To be fair, some IT problems are clear and simple problems to be fixed. They’re bad code from underqualified developers, or poorly designed applications that had insufficiently defined requirements or weren’t tested enough. You can definitely have true IT problems from doing things the wrong way based on current capabilities, and a fresh set of expertise can come in and get things fixed. But these kinds of problems, like the woman who dropped her laptop, are related to user/developer/administrator error, not part of the evolutionary IT lifespan which demands constant innovation.
I’m Sorry, but You Grew Out of Your Favorite Pants – IT Evolution
However, not all “problems” are problems. The system worked when it was released. It met all the requirements, and was implemented perfectly. As technology advanced, however, the user interface design became less pretty in comparison to newer systems. Other systems it used to share data with have changed, and are no longer compatible. The system was developed to run on Windows 95, but you just upgraded to Windows 8. The advancement of technology itself causes “problems”, and sometimes the easiest solution to these problems is to scrap the system and build a new one. I’ll call this an “evolutionary problem”. Evolutionary problems can be avoided by continuing to maintain and update systems as technology advances. When new libraries are released, systems depending on those libraries should generally be updated. When new operating systems are released, systems should be tested on the new operating systems and, if incompatibilities exist, should be updated. If we evolve our systems in pace with evolutions in technology, we can avoid (or at least mitigate) evolutionary problems.

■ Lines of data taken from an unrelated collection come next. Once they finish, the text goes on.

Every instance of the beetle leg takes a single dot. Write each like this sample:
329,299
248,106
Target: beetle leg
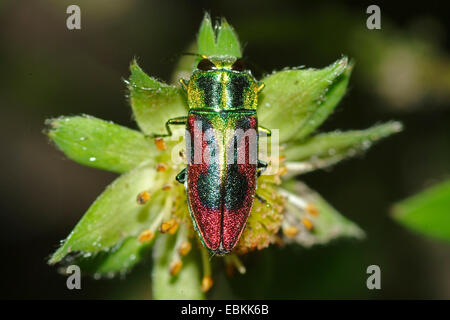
174,121
181,177
262,166
268,132
184,84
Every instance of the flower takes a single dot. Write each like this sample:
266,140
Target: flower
145,208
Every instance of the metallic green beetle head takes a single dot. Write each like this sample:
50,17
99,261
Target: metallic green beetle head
222,83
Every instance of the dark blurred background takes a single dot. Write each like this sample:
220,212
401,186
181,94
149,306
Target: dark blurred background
402,72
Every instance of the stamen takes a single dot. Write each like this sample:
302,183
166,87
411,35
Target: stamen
207,281
170,226
160,144
185,248
143,197
175,267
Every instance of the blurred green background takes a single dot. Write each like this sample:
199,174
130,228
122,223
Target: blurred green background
402,72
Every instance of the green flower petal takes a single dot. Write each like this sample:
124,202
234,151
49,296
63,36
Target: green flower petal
296,101
328,224
154,102
427,212
100,144
120,259
115,215
222,41
186,284
328,103
326,149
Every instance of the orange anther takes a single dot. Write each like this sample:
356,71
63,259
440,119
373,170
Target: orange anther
143,197
184,248
160,144
307,223
170,226
175,267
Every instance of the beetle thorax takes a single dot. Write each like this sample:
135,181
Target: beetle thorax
222,89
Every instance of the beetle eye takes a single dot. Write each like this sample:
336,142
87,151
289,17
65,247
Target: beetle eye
238,65
206,65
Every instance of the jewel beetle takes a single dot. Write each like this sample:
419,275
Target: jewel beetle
222,138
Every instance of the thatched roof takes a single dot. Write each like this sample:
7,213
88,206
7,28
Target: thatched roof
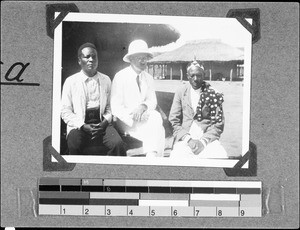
203,50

I think we need to change our mindset on IT problems and embrace the evolutionary nature. Instead of griping about the shortcomings in what we have, we should look at enhancement and modernization as expected and routine parts of our business technologies.
- Your business is going to grow, so your systems will need to grow too – there are no problems with this
- Your business processes will evolve, so your application will need to be enhanced and modified to stay aligned with your operations – there are no problems with this
- There will be new applications and hardware available tomorrow that you didn’t imagine today, and you will want to take advantage of them– there are no problems with this
We focus on our IT problems, but there is a never ending supply of new and better solutions. Problems arise when we outgrow old technology or we think that the next thing we invest in is supposed to be long-term. We also set ourselves up for disappointment when we choose the cheapest option before us, thinking that it will suffice, when it is really an option that will be instantly unsatisfactory even if it lives up to expectations. We should always develop new applications to the best of our current capabilities and with an open path for improvement. Maintenance and enhancement begin the moment you release a new application into production, if not before. We should launch any new application, satisfied that it is better than what we had before, but aware that it won’t be as good as what we will have next. Taking this mindset will embrace the evolutionary nature of IT and we will stop suffering from our incessant IT problems.